Territorialisation du droit à l'éducation à partir d'une analyse des dynamiques de pouvoir : le cas de la région de l'extrême nord du Cameroun

par Robinson Herrick Mouafo Djontu

Thèse de doctorat en Administration publique

Sous la direction de Nicolas Kada.

Soutenue le 24-04-2017

à Grenoble Alpes , dans le cadre de École doctorale sciences juridiques (Grenoble) , en partenariat avec Centre de recherches juridiques (Grenoble) (laboratoire) .

Le président du jury était Marie-France Lange.

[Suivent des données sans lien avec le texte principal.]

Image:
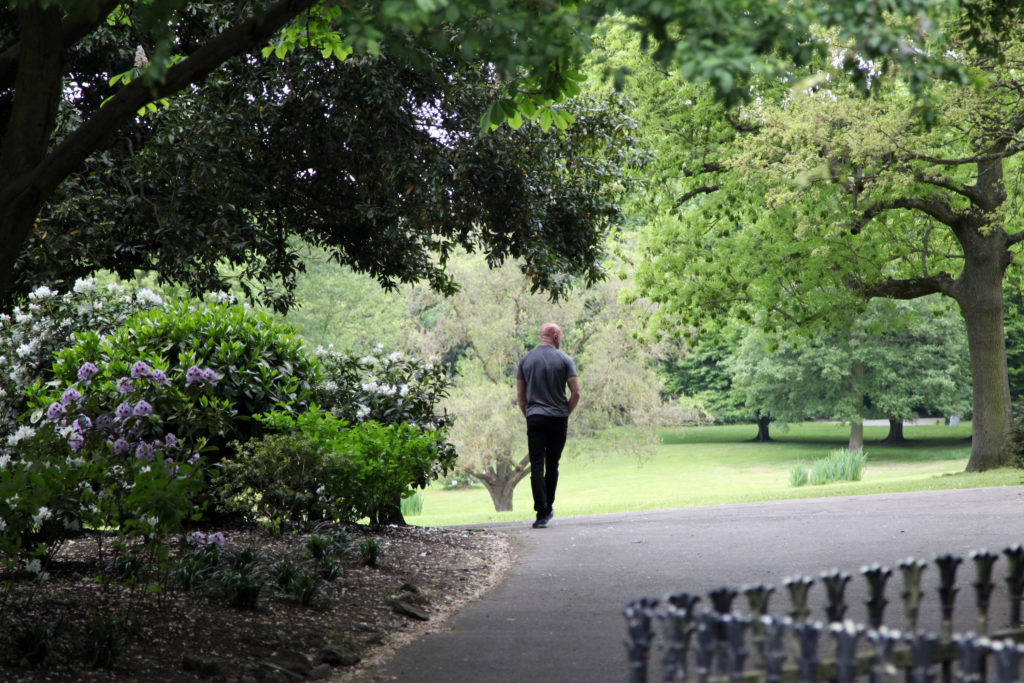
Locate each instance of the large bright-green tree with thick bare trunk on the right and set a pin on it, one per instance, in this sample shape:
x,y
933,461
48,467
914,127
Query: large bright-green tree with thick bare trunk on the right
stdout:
x,y
839,191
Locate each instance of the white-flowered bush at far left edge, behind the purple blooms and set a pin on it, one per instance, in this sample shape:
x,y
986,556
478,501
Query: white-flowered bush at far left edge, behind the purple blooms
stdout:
x,y
31,336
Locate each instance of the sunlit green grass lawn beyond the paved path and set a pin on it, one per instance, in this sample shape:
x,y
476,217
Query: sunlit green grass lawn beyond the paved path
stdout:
x,y
718,465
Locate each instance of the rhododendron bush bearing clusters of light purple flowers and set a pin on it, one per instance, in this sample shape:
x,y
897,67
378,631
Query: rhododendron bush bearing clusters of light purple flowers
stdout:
x,y
132,436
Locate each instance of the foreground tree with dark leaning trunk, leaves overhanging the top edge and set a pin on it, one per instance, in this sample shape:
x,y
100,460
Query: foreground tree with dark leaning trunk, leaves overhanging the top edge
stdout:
x,y
70,61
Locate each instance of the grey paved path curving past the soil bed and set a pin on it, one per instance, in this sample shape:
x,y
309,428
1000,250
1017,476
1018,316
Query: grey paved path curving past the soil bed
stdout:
x,y
558,615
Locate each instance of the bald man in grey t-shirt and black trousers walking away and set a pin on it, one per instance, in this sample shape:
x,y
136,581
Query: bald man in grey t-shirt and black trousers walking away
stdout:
x,y
541,380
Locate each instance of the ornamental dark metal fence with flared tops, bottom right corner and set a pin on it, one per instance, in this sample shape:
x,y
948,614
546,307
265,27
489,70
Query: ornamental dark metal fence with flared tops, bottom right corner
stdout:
x,y
714,643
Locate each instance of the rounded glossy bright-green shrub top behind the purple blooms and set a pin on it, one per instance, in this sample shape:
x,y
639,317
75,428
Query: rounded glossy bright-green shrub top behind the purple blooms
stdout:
x,y
246,360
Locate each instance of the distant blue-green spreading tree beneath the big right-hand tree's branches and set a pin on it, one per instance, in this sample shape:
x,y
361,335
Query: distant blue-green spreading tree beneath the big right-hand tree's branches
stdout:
x,y
902,360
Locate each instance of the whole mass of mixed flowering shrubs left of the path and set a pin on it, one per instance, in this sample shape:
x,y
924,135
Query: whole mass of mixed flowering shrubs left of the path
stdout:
x,y
155,415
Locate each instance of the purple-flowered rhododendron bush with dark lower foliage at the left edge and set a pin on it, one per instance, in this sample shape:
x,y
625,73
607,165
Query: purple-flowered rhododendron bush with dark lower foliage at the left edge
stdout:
x,y
107,449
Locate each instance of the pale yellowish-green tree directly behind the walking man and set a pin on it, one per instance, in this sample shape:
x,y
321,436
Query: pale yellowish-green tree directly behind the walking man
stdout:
x,y
495,320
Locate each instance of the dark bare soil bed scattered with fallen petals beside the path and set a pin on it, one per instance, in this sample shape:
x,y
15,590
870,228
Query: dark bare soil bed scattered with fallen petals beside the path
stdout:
x,y
365,614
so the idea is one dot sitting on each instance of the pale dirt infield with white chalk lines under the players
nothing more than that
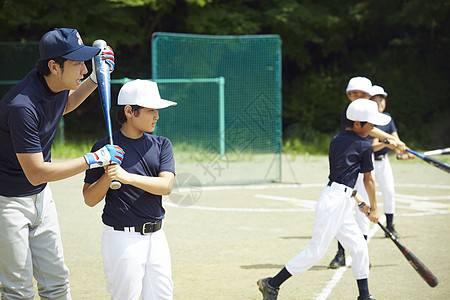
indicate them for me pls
(228, 237)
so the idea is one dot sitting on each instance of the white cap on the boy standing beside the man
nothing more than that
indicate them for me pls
(144, 93)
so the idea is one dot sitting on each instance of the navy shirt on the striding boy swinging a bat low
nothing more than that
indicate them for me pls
(349, 155)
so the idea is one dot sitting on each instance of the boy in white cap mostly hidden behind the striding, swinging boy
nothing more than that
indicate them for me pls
(361, 87)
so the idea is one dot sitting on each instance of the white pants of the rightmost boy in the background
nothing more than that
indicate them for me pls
(385, 179)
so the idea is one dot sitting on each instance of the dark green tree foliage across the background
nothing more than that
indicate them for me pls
(401, 45)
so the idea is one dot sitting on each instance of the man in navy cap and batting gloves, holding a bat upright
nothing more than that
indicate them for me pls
(29, 116)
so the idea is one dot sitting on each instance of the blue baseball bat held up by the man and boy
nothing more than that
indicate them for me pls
(104, 89)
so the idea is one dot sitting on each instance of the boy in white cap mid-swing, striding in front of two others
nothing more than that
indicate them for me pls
(350, 154)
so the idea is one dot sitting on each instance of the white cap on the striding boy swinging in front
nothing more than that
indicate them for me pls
(365, 110)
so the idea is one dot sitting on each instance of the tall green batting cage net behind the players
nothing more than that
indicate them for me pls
(226, 128)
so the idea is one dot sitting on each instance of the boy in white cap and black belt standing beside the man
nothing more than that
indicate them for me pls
(135, 252)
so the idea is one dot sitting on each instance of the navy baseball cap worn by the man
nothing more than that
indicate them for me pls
(65, 43)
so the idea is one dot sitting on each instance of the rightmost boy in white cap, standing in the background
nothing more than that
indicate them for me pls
(382, 167)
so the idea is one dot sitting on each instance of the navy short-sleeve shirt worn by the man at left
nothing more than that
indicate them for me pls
(29, 116)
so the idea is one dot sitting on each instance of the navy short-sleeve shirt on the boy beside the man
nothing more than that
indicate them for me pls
(129, 205)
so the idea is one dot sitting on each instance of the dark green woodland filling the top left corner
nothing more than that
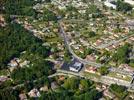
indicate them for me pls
(19, 7)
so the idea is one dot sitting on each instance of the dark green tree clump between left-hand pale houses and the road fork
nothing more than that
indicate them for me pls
(39, 69)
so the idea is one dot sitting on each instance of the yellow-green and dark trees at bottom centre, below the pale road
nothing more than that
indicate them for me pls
(73, 89)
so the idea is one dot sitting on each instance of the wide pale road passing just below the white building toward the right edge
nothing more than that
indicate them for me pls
(103, 79)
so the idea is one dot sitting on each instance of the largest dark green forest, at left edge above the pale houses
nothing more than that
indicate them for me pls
(14, 39)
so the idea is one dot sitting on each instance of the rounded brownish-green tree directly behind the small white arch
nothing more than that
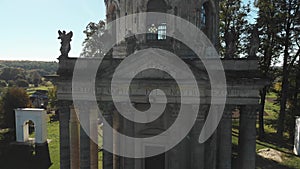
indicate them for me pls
(12, 98)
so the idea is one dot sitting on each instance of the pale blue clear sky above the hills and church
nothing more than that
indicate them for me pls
(28, 29)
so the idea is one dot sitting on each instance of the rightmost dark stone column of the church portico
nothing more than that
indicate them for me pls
(247, 137)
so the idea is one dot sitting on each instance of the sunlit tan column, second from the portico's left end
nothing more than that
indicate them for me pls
(74, 139)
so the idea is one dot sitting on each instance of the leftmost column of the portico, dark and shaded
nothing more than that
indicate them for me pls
(64, 117)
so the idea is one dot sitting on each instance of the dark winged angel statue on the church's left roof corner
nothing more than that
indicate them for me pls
(65, 42)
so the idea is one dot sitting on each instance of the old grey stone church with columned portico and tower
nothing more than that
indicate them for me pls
(243, 84)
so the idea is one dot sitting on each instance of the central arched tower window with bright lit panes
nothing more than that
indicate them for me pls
(156, 27)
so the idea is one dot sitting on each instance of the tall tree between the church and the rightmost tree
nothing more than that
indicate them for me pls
(269, 48)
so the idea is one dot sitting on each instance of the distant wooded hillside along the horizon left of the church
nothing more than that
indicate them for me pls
(44, 68)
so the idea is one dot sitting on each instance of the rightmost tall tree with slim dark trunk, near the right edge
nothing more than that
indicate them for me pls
(288, 21)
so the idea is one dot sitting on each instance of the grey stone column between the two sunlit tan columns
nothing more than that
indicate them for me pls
(84, 116)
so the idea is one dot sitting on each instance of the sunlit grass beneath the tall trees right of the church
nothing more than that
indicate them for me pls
(290, 161)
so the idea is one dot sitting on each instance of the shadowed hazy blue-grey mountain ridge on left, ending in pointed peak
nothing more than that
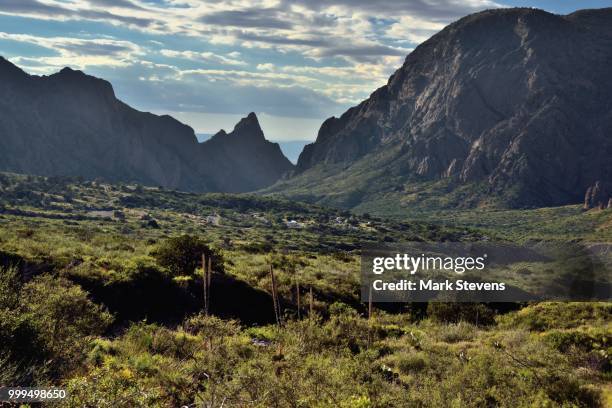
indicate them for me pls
(71, 124)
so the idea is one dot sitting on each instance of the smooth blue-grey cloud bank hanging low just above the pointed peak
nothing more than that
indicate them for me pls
(221, 91)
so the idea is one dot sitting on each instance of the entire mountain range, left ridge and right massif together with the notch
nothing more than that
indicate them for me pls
(509, 107)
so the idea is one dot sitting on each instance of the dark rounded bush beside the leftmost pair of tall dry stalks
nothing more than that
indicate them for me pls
(182, 255)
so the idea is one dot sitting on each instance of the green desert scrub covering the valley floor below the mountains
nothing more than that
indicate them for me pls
(101, 293)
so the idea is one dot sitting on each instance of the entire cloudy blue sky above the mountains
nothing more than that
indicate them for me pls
(208, 63)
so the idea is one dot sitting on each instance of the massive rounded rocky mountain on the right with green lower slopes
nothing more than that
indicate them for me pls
(510, 106)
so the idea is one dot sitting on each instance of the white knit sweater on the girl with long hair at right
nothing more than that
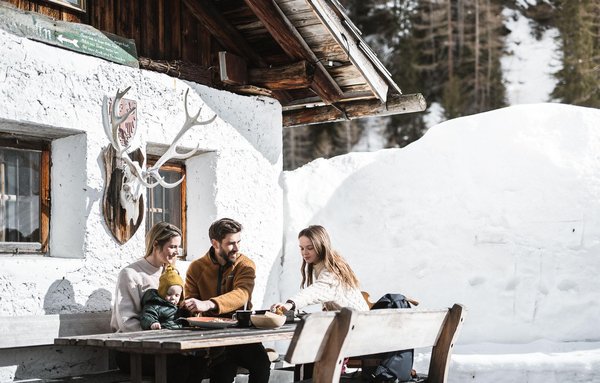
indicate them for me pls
(328, 290)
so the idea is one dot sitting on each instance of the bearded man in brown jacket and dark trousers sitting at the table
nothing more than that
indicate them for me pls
(218, 284)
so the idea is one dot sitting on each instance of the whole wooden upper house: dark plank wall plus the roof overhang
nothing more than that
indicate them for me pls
(305, 53)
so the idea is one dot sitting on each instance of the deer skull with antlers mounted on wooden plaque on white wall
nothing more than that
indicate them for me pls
(127, 176)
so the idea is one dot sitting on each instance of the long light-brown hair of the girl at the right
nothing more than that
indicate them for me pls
(332, 260)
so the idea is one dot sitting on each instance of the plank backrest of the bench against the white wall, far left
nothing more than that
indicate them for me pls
(40, 330)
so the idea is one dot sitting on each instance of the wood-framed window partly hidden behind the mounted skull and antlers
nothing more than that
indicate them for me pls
(167, 204)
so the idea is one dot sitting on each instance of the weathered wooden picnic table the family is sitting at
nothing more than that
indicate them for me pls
(163, 342)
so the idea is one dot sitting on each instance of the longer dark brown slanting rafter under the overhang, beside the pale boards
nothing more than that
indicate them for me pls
(292, 43)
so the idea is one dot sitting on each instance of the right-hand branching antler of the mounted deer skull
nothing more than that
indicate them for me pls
(172, 153)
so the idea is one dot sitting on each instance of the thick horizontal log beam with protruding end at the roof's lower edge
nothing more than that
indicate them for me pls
(396, 104)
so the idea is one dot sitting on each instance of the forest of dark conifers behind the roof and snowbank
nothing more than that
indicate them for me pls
(451, 52)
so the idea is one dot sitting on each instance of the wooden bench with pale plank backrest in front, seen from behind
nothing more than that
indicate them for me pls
(326, 338)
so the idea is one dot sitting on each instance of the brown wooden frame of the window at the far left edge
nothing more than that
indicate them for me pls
(41, 247)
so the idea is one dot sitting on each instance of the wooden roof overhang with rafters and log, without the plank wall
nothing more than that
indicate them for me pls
(305, 53)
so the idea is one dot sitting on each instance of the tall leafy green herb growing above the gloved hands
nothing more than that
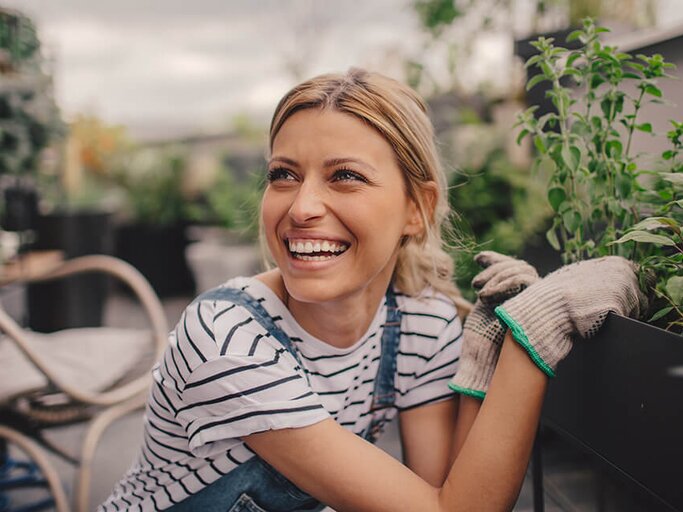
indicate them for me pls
(598, 189)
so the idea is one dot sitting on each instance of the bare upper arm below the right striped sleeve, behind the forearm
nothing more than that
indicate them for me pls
(427, 439)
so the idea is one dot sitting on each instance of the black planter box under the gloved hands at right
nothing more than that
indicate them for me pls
(619, 399)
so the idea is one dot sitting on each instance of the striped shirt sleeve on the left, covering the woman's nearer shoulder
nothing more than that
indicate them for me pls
(250, 383)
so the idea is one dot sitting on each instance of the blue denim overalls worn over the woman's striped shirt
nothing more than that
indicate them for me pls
(255, 486)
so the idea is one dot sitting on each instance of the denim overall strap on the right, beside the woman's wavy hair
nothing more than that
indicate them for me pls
(384, 394)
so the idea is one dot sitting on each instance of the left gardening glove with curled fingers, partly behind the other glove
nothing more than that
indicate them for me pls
(483, 334)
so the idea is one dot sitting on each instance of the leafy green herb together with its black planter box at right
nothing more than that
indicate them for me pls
(618, 395)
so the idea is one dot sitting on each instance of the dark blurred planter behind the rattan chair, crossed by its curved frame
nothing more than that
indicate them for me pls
(76, 301)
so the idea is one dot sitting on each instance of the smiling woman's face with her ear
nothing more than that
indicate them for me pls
(335, 207)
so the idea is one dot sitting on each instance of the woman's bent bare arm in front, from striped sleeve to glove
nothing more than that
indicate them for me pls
(348, 473)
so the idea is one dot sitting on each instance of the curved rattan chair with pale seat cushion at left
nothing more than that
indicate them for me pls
(93, 375)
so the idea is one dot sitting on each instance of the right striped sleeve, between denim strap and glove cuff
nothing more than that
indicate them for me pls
(426, 380)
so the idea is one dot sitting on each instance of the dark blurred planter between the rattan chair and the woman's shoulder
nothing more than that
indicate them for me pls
(158, 252)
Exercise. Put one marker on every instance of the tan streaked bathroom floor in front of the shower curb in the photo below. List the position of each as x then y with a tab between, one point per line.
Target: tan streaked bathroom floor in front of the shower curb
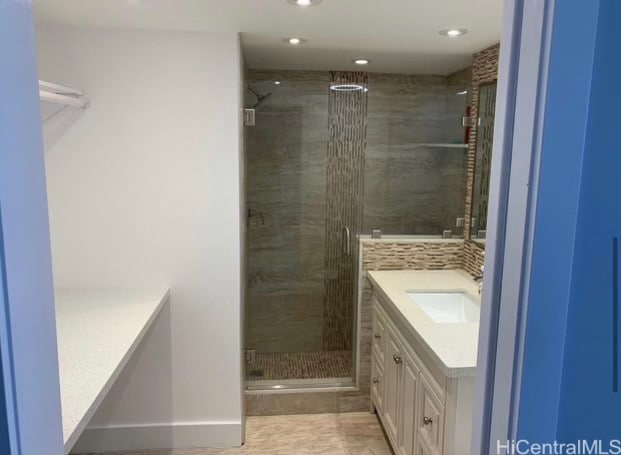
322	434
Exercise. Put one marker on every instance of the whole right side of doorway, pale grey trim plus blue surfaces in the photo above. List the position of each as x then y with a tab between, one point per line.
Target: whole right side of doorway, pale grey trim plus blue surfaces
554	208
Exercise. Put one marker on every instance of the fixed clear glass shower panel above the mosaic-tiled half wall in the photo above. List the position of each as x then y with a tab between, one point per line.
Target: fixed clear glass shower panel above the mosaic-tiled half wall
416	157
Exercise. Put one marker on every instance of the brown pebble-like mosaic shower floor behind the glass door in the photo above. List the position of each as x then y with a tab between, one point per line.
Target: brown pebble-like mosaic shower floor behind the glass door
300	365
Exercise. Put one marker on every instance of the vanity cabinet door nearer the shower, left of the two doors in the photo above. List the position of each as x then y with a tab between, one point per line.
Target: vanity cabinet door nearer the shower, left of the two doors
392	374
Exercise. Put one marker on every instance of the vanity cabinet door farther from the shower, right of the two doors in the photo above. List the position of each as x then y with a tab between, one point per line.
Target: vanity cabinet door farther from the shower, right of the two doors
408	400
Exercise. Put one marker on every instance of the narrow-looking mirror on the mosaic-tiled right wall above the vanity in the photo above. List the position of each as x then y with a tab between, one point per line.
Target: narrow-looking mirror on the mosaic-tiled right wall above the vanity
482	163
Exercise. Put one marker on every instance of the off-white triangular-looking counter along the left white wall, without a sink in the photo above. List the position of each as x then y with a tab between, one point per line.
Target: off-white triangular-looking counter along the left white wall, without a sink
98	331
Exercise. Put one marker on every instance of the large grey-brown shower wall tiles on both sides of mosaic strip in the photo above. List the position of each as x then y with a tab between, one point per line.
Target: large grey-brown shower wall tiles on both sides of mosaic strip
409	189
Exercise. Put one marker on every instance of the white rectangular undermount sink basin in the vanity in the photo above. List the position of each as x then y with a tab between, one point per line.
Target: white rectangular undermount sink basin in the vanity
447	307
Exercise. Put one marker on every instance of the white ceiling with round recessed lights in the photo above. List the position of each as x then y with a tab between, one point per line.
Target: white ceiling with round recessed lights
399	36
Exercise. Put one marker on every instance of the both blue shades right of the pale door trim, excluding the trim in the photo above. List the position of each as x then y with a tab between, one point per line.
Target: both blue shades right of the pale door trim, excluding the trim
570	351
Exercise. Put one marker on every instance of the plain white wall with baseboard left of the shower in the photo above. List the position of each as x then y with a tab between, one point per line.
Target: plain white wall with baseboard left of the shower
144	189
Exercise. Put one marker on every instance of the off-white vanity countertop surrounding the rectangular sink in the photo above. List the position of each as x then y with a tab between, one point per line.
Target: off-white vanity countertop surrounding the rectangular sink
452	346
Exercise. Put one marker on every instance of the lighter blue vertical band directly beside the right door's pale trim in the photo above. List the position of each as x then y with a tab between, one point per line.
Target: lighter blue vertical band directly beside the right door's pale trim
564	135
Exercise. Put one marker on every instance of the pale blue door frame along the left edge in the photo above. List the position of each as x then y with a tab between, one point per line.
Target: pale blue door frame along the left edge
27	318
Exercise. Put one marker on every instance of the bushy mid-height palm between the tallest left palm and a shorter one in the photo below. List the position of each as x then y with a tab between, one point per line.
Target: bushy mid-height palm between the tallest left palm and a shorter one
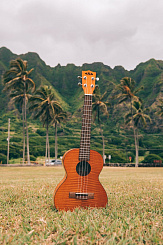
45	108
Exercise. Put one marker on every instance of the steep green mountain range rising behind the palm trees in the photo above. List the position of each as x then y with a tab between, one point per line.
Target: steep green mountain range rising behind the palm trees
63	80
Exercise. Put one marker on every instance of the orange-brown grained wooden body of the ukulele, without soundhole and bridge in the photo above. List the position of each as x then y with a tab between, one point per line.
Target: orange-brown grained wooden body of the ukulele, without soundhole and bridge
72	182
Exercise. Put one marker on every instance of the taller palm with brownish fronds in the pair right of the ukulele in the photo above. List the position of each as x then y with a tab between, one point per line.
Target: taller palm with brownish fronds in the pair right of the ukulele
128	93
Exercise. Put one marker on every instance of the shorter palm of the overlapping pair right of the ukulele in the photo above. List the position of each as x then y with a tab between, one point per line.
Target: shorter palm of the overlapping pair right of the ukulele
138	117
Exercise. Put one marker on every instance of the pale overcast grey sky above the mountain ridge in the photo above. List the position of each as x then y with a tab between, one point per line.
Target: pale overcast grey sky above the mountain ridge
114	32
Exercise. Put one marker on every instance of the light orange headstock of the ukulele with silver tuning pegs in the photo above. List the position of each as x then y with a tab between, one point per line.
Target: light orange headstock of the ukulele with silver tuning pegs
88	81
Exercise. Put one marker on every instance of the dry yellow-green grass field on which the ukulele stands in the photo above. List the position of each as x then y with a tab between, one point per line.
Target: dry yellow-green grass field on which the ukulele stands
133	216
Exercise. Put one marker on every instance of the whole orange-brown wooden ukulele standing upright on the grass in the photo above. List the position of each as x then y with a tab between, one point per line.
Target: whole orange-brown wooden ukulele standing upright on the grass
81	186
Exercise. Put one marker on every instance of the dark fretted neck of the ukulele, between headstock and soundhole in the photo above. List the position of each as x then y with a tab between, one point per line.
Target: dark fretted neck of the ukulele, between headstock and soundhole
84	152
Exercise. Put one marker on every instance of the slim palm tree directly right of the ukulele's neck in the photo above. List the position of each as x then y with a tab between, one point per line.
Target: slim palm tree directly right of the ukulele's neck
99	106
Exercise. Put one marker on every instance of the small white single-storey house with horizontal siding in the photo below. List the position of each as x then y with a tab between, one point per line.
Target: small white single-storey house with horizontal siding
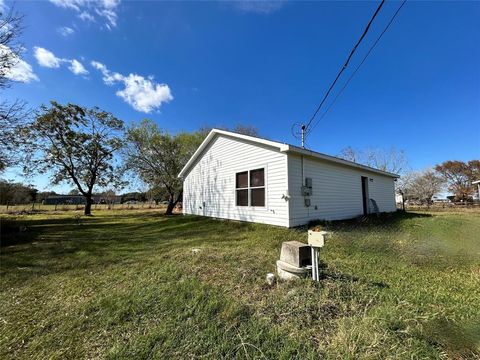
240	177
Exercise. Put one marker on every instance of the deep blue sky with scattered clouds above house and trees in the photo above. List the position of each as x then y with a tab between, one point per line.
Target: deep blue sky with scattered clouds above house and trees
189	64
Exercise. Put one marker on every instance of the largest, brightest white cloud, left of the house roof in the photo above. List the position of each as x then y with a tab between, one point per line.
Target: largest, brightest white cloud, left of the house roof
143	94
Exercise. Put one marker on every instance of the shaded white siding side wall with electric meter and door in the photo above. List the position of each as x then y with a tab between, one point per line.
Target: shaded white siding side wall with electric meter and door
337	191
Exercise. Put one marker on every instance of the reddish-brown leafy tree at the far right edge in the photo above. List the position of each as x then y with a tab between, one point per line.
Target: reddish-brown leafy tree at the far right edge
459	176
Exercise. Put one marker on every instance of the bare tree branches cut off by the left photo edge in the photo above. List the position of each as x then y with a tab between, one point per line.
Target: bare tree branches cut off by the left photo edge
12	114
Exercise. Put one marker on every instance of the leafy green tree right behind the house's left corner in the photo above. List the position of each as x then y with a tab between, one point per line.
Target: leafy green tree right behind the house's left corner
157	157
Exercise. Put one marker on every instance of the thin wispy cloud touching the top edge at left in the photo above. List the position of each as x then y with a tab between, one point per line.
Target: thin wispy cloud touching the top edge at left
106	9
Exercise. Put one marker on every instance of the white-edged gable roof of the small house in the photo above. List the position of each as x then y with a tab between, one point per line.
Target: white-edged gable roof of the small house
282	147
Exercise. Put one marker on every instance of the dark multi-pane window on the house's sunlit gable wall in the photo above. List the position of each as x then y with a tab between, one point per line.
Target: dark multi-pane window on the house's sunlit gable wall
250	188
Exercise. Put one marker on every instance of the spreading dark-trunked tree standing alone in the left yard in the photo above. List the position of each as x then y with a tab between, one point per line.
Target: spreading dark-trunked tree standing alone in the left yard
75	145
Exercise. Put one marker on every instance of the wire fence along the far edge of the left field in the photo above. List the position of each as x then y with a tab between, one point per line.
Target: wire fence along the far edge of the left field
6	209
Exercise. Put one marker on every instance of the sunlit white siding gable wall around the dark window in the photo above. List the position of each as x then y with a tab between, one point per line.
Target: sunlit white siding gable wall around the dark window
212	180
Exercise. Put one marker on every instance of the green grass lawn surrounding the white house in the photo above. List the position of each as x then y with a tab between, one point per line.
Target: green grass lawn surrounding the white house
126	284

Le jury était composé de Jamil Sayah.

Les rapporteurs étaient Claude-Ernest Kiamba, Jacques Fialaire, Florence Crouzatier-Durand.


  • Résumé

    Dans la quasi-totalité des nations du monde, l’éducation s’impose comme un droit fondamental de la personne. Les Etats africains, suite à leur accession à l’indépendance dans les années 60, ont également accordé une primauté absolue à l’éducation, parce que condition sine qua non de tout développement. De la Conférence d’Addis-Abeba en 1961 aux assises de Harare en 1982, en passant par les rencontres d’Abidjan en 1964 et Lagos en 1968, l’éducation a toujours été au cœur des préoccupations des Chefs d’Etats et de Gouvernements. Elle est consignée dans un ensemble d’instruments juridiques internationaux. Ces instruments relatifs au droit à l’éducation ont été internalisés dans le corpus juridique interne du Cameroun. Au Cameroun, l’expansion de l’école en général et celle et de l’enseignement de base en particulier, a connu un ralentissement remarquable avec la crise économique du milieu des années 80, entraînant un fort taux de déscolarisation, dont le plus élevé s’observe dans la Région de l’Extrême-Nord. Bien que le tout premier Président du Cameroun ait été issu de cette Région et qu’elle dispose de la population la plus importante à l’échelle nationale, il n’en a pas pour autant résulter, au profit de cette région, une action publique conséquente en matière d’investissement éducatif. L’application des instruments relatifs au droit à l’éducation garanti à ceux qui en sont bénéficiaires de pouvoir disposer de la pleine capacité de participer à la gestion des affaires publiques, de développer leur potentiel tout en contribuant au développement national. Sauf que, l’effectivité de ces instruments est loin d’être assurée au niveau local en raison de contraintes politiques, économiques, démographiques, géographiques, sociales et culturelles du système éducatif. Divers politiques publiques, dont celle liée à la décentralisation ont été adopté en vue d’accroître l’efficacité de l’action publique locale. Toute chose qui ne peut qu’impacter positivement sur la qualité de l’investissement éducatif. Politique de décentralisation tendant vers une « nouvelle gouvernance fondée sur les dynamiques locales » . Cette décentralisation est elle-même plombée par de nombreuses contradictions qui retarde ou diffère son effectivité dans le contexte camerounais.

  • Titre traduit

    Territorialisation of right to education in Cameroon


  • Résumé

    In almost all nations of the world, education is required as a fundamental human right. African states, following their accession to independence in the 60s, were also granted an absolute primacy to education, because sine qua non of any development. Conference in Addis Ababa in 1961 the foundations of Harare in 1982, through the Abidjan meeting in 1964 and Lagos in 1968, education has always been at the heart of the concerns of Heads of State and Government . It is contained in a set of international legal instruments. These instruments relating to the right to education have been internalized into the domestic legal corpus of Cameroon. In Cameroon, the expansion of the school in general and and especially basic education, has been remarkably slow with the economic crisis of the mid-80s, resulting in a high dropout rate, the highest of is seen in the Far North Region. Although the first President of Cameroon was coming from this region and it has the largest population nationwide, it has none provided result, the benefit of this region, a public action consistent in terms of educational investment. The application of instruments relating to the right to education guaranteed to those who are recipients able to have the full capacity to participate in governance, to develop their potential and contribute to national development. Except that the effectiveness of these instruments is far from guaranteed at the local level due to political, economic, demographic, geographic, social and cultural education system. Various public policies, including those related to decentralization have been adopted to increase the efficiency of local public action. Anything that can qu'impacter positively on the quality of educational investment. Decentralization policy tending towards a "new governance based on local dynamics." This decentralization is itself weighed down by many contradictions or delaying its effectiveness differs in the Cameroonian context.